First, it was a toll gate, built during the Gold Rush to collect fees from passing fortune-seekers. Then, it was a relay station for weary travelers to rest their horses. As years passed and owners switched hands, 7 Mile House became a saloon, the site of an FBI raid, and even an arcade filled with rigged claw machines where angry truck drivers regularly punched through the glass just to win a stuffed lion. 

The 7 Mile House has transformed many times over the course of its 162 years. It’s survived the 1906 earthquake, the 1918 influenza, and the Great Depression. And, under the leadership of owner Vanessa Garcia, it intends to weather the coronavirus pandemic.

“How do we survive?” Garcia asks. “We reinvent ourselves.”

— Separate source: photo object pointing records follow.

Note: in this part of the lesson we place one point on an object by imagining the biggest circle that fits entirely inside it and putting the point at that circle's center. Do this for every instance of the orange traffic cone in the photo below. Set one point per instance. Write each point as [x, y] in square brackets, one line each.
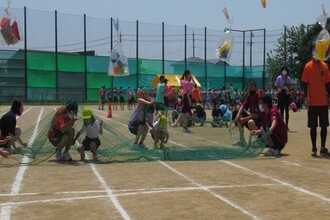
[109, 110]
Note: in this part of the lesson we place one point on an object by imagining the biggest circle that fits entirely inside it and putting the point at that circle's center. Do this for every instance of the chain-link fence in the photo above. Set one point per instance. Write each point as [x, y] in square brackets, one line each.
[63, 54]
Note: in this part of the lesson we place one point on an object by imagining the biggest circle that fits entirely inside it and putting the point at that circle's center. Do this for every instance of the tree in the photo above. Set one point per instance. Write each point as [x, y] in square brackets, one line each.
[294, 50]
[287, 52]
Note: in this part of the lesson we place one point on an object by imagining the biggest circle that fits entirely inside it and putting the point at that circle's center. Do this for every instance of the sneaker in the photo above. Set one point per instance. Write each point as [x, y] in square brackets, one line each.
[82, 155]
[239, 143]
[67, 156]
[314, 152]
[221, 124]
[187, 130]
[324, 152]
[58, 155]
[272, 152]
[213, 124]
[143, 146]
[95, 157]
[155, 146]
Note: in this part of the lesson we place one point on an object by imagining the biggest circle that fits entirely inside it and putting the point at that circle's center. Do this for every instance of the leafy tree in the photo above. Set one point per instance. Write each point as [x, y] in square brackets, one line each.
[293, 50]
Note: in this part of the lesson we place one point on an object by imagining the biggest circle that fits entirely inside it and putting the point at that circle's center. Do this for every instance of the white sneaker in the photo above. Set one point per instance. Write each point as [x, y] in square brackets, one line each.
[272, 152]
[95, 158]
[239, 143]
[66, 156]
[221, 123]
[187, 130]
[58, 155]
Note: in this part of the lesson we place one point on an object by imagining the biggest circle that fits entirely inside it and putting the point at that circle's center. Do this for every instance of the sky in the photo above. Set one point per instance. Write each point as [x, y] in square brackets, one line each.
[196, 14]
[247, 14]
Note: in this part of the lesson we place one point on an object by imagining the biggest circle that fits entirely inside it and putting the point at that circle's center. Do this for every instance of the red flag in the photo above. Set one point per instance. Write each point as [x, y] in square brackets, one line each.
[14, 28]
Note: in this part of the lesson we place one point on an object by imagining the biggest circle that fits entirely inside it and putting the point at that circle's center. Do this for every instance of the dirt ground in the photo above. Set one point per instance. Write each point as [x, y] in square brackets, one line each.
[294, 186]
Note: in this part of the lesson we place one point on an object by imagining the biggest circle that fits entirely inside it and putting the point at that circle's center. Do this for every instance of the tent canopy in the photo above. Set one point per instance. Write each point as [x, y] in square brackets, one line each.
[172, 80]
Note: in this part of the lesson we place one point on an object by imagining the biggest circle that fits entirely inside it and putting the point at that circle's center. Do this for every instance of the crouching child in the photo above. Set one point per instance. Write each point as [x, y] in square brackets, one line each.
[159, 131]
[93, 128]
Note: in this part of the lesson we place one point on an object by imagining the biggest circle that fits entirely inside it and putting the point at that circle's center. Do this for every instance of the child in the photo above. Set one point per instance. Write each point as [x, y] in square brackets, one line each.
[160, 132]
[226, 114]
[139, 120]
[216, 114]
[198, 113]
[93, 129]
[293, 107]
[4, 142]
[61, 132]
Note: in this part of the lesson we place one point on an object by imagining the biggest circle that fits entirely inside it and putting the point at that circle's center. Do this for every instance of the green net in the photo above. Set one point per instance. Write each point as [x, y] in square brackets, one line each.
[203, 143]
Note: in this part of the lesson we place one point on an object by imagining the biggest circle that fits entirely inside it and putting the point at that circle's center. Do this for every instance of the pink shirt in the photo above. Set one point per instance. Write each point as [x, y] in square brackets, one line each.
[167, 89]
[185, 87]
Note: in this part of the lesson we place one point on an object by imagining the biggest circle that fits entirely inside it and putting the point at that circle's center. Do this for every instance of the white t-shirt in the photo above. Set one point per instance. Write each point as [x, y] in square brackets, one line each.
[92, 131]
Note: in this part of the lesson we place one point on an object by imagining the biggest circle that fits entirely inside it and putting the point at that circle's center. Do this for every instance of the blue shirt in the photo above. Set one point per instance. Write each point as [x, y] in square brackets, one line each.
[159, 93]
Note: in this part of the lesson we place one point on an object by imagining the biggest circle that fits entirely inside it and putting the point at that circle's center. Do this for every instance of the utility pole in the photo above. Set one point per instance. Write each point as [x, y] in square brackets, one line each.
[193, 44]
[251, 42]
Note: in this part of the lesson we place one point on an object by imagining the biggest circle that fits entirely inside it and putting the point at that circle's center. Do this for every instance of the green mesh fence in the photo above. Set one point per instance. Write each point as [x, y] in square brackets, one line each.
[41, 74]
[204, 143]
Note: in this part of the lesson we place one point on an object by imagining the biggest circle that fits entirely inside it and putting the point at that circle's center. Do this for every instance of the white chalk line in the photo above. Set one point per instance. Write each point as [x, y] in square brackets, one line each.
[299, 189]
[314, 169]
[125, 125]
[289, 185]
[6, 210]
[123, 193]
[109, 191]
[222, 198]
[227, 201]
[283, 183]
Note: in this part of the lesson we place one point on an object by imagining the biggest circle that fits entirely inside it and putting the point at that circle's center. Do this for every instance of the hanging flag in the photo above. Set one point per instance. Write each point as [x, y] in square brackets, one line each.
[118, 64]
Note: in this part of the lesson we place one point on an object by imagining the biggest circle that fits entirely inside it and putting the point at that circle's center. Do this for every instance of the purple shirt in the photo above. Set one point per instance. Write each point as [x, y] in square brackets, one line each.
[281, 81]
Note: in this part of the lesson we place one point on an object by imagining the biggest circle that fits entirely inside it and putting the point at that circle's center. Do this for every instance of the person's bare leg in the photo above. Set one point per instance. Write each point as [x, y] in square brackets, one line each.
[144, 133]
[69, 143]
[139, 134]
[4, 153]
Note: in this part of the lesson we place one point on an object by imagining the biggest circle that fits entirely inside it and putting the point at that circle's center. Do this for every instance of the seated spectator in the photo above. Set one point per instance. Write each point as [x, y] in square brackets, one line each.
[272, 121]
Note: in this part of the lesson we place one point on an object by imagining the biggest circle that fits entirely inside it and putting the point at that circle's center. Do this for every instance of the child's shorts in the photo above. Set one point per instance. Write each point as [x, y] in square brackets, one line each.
[134, 126]
[87, 143]
[57, 138]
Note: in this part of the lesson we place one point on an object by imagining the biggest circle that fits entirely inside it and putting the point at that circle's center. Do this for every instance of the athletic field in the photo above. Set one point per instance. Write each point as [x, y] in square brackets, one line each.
[294, 186]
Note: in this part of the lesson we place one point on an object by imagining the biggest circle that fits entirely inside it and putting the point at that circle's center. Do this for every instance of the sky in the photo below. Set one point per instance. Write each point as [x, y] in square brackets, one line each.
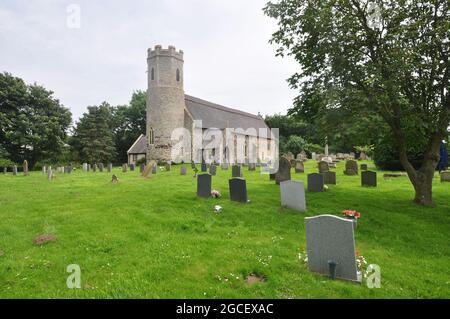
[88, 52]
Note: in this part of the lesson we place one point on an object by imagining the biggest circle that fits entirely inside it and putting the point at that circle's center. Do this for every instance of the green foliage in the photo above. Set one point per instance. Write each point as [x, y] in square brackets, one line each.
[33, 124]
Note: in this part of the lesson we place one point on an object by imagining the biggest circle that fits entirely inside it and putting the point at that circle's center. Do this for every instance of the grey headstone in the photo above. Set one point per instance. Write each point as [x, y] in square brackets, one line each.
[315, 182]
[293, 195]
[329, 178]
[236, 171]
[238, 190]
[204, 185]
[284, 171]
[369, 178]
[213, 169]
[331, 238]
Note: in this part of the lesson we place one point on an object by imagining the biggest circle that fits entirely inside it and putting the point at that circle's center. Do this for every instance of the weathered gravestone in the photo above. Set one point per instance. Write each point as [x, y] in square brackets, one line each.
[238, 190]
[331, 247]
[369, 178]
[299, 166]
[25, 168]
[293, 195]
[236, 171]
[204, 185]
[213, 170]
[284, 171]
[323, 167]
[351, 167]
[329, 178]
[445, 176]
[315, 182]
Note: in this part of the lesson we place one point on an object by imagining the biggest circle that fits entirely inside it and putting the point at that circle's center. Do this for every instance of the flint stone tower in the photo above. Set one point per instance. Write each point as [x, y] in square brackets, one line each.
[165, 100]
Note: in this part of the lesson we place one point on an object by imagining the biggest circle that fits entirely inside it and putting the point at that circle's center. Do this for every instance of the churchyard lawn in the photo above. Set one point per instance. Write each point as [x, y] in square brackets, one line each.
[153, 238]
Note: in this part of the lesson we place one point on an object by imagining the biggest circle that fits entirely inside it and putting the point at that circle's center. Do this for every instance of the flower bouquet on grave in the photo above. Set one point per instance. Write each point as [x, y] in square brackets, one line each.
[353, 215]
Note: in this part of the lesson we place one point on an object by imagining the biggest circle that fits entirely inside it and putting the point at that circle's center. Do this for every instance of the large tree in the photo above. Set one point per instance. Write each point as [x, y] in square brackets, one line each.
[386, 57]
[33, 124]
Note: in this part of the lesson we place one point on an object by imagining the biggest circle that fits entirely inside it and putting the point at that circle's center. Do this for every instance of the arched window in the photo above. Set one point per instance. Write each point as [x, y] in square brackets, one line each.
[151, 138]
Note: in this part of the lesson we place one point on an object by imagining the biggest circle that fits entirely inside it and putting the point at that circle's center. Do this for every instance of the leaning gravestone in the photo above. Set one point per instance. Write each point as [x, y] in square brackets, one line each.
[236, 171]
[204, 185]
[25, 168]
[330, 242]
[329, 178]
[284, 171]
[369, 178]
[238, 190]
[351, 167]
[299, 166]
[323, 167]
[315, 182]
[293, 195]
[445, 176]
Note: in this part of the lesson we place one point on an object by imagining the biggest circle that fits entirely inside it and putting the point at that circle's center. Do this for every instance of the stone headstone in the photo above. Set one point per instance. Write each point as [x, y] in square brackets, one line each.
[351, 167]
[315, 182]
[284, 171]
[329, 178]
[25, 168]
[299, 166]
[238, 190]
[330, 239]
[293, 195]
[204, 185]
[213, 169]
[323, 167]
[236, 171]
[369, 178]
[445, 176]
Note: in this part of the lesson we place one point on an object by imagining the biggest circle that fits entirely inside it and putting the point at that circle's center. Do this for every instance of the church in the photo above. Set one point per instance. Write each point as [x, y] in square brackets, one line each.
[183, 128]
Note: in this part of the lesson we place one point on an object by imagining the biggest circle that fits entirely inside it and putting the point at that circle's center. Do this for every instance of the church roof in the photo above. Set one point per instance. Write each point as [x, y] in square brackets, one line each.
[140, 146]
[217, 116]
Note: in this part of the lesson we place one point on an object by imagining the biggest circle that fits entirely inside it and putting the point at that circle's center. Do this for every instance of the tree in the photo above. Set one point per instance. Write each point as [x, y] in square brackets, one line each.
[33, 124]
[92, 140]
[389, 58]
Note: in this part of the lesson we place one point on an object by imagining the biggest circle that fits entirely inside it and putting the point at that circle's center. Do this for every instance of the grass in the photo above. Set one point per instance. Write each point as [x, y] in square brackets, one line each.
[152, 238]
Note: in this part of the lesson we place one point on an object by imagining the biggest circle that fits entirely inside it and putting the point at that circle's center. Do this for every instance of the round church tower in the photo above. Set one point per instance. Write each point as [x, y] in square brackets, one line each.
[165, 100]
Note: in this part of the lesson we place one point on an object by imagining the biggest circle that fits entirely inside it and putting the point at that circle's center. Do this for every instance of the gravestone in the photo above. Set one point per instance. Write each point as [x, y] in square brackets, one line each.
[315, 182]
[445, 176]
[351, 168]
[25, 168]
[236, 171]
[329, 178]
[299, 166]
[323, 167]
[204, 185]
[293, 195]
[330, 239]
[238, 190]
[284, 171]
[369, 178]
[213, 169]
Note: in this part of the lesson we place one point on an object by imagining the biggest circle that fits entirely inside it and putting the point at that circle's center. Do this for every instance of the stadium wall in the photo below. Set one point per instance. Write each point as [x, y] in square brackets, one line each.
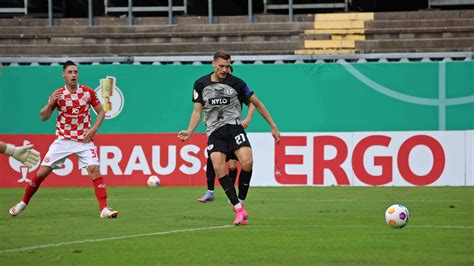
[425, 103]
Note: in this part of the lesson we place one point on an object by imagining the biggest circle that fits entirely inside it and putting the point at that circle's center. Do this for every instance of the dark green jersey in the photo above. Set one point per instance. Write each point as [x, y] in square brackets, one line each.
[221, 101]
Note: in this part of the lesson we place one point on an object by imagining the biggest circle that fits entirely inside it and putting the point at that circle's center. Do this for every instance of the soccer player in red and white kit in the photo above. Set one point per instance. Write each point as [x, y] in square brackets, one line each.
[74, 135]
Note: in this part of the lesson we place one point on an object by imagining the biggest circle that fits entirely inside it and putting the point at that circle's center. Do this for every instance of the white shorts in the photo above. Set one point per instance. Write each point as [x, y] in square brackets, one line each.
[62, 148]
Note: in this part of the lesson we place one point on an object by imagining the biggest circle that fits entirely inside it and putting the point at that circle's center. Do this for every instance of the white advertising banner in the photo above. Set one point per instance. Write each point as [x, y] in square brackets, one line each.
[425, 158]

In its present iteration, 7 Mile House is a restaurant, a sports bar, and a live music venue — at least it will be again once the pandemic is over. Like most Bay Area eateries, it is currently offering take-out and delivery only. 

“My main priority was really to protect my mom, who is 72 years old,” Garcia says. Garcia’s mother, Cleo, bakes for 7 Mile House. She’s responsible for a lot of the restaurant’s decadent desserts, including a calamansi lime pie (a “Filipino version” of a key lime, Garcia says), the funky monkey (banana bread, sliced bananas, homemade salted caramel sauce and vanilla ice cream), and 7 Mile House’s infamous ube cheesecake — Garcia bills the purple dessert as the first of its kind in the Bay Area.

When they reopened for take-out on Apr. 29, the response was overwhelming — Garcia gets goosebumps just thinking about it. 7 Mile House’s regular customers flooded back — so much so that the few staff members Garcia had working couldn’t keep up with the demand.

“My daughter is 20. She was traumatized,” Garcia says, laughing. “It was so crazy.”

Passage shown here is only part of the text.